To reproduce: Open Thunderbird, configure a (slow, though not necessarily) LDAP server, open address book, select directory server. Type "foo<enter>asdf<enter>a<enter>...".. after the first enter, the UI will block for ~1 second or more on all subsequent enters, while there are any outstanding requests. I think this is because: - CheckLDAPOperation -- nsLDAPConnection.cpp:610 - this is the ldap thread result fetching loop; keeps calling ldap_result if there are any outstanding requests, which acquires LDAP_RESULT_LOCK and as part of that, and eventually acquires LDAP_IOSTATUS_LOCK when it needs to tickle the network - nsLDAPOperation::SearchExt (nsLDAPOperation.cpp:242 - This runs on the *UI THREAD*, and is (eventually) called in response to initiating a search - It calls ldap_search_ext - When we block, something is holding LDAP_RESULT_LOCK and LDAP_IOSTATUS_LOCK -- as only ldap_result acquires LDAP_RESULT_LOCK, it's a safe bet that the LDAP thread is inside ldap_result - ldap_search_ext eventually calls nsldapi_send_initial_request, which calls all sorts of things which want to acquire the LDAP_IOSTATUS_LOCK. Thus, we end up waiting on a mutex which is blocking network I/O.
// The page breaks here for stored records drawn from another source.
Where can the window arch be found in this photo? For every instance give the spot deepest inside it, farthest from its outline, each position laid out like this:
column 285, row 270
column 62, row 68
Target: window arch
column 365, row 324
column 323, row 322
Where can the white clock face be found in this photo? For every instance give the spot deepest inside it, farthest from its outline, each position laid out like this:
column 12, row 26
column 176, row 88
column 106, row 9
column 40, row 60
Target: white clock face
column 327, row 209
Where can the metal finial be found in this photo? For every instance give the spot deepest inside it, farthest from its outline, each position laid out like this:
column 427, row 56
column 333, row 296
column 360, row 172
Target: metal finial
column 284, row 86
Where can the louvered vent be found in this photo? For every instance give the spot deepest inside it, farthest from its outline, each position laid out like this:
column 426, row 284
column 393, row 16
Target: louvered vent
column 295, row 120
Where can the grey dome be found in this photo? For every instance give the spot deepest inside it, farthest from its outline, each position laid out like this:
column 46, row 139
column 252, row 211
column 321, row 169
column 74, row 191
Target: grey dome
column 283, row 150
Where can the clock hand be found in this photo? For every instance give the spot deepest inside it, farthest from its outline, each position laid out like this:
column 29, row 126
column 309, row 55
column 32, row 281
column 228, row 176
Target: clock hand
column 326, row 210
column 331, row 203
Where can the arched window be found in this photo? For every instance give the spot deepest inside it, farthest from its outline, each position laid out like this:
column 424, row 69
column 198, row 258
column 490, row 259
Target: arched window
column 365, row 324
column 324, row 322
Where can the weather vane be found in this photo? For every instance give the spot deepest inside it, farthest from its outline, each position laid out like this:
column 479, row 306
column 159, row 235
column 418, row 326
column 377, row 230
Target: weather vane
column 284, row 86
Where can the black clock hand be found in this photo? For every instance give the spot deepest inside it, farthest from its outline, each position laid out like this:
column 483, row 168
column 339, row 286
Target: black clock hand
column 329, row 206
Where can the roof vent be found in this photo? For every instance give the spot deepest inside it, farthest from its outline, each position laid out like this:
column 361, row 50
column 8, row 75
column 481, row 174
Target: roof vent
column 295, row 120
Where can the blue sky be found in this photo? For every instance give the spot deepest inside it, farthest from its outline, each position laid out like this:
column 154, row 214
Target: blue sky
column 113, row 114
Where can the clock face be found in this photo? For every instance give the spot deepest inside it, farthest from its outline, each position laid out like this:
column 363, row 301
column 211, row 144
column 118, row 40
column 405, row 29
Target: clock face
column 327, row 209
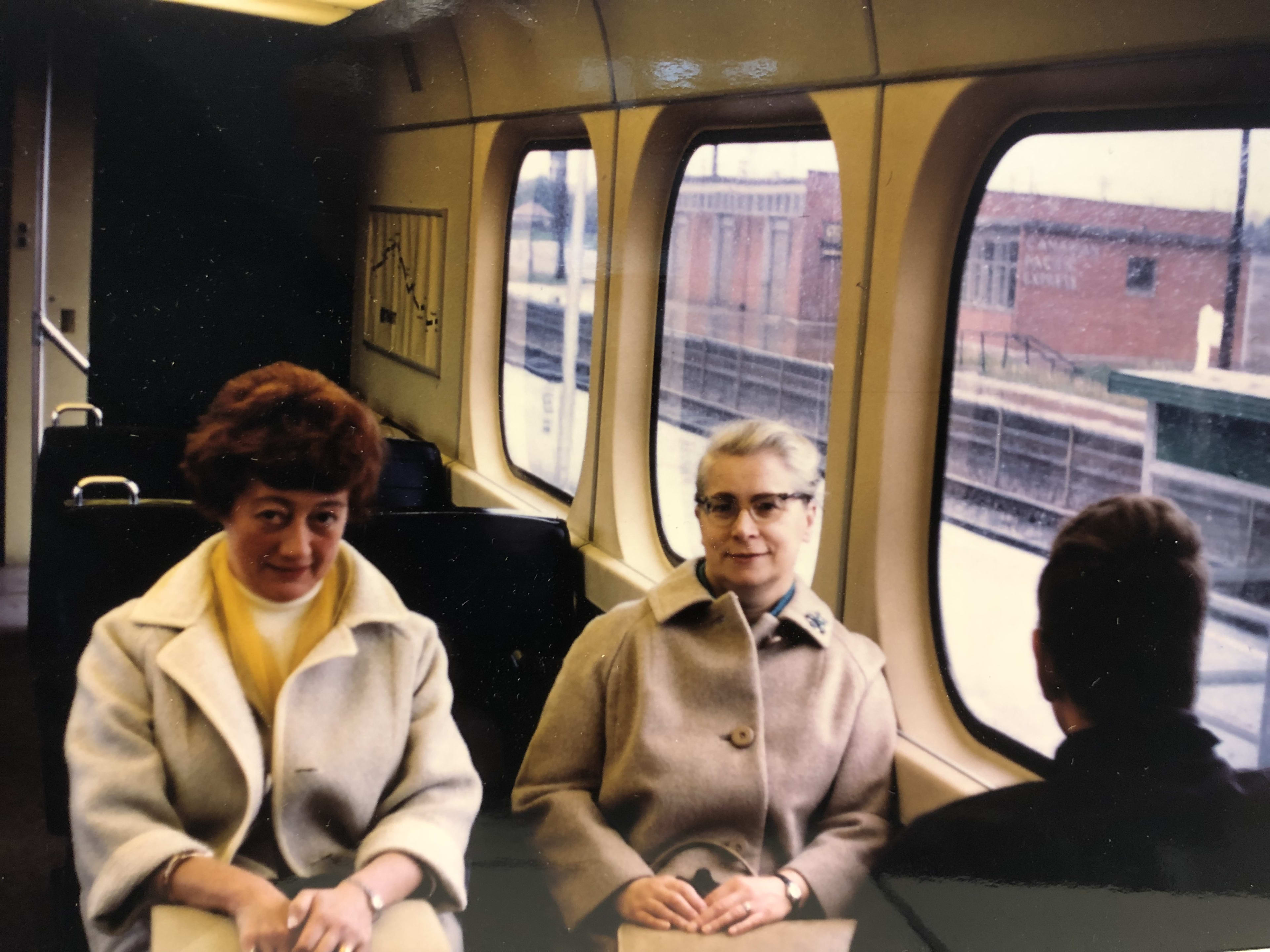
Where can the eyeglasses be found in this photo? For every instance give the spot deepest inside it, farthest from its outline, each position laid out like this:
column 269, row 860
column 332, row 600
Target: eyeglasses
column 765, row 508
Created attachment 157676 [details] [diff] [review] ldap-lower-poll-timeout.patch Turns out we were setting a 1s timeout for poll -- and that poll() was taking place while the IO mutex lock was being held, which the UI thread was trying to acquire. So here we knock that poll to a non-blocking poll, and let the already-existing 40ms sleep handle the case where there's nothing to do. We really shouldn't spin in the LDAP thread if there are no outstanding operations; we should be using a cond variable here and having the thread sleep on it whenever its connection count reaches 0, but that's another patch for another time.
Comment on attachment 157676 [details] [diff] [review] ldap-lower-poll-timeout.patch r=mcs. There is already a 40ms sleep in here, so this change does not switch to a 100% CPU intensive loop. It would be nice if libldap used condition variables or something else more sophisticated than simple mutex locks. But that might be a lot of work. Maybe something better can be done in the LDAP XPCOM layer as suggested.
13 years ago
Checked vlad's patch into the trunk. Filed a bug 289021 for locking/threading cleanup of the SDK.
Interesting. I think I have a user with this problem.
actually, I think this patch makes the situation a lot worse, at least on Windows. I think this should probably get reverted from the trunk.
Looks like someone else has reported a similar problem recently: In our office we have passed everyone from outlook to TB. We are using an LDAP server to have the addresses of our members (really long lists!) We have traced an LDAP request done by TB to the server with ethereal and have seen that the request is handled quite fast on the server, it sends back the answer and then, on our TB, we are waiting ages to receive something (sometimes we need to restart TB), specially with the auto completion of the address.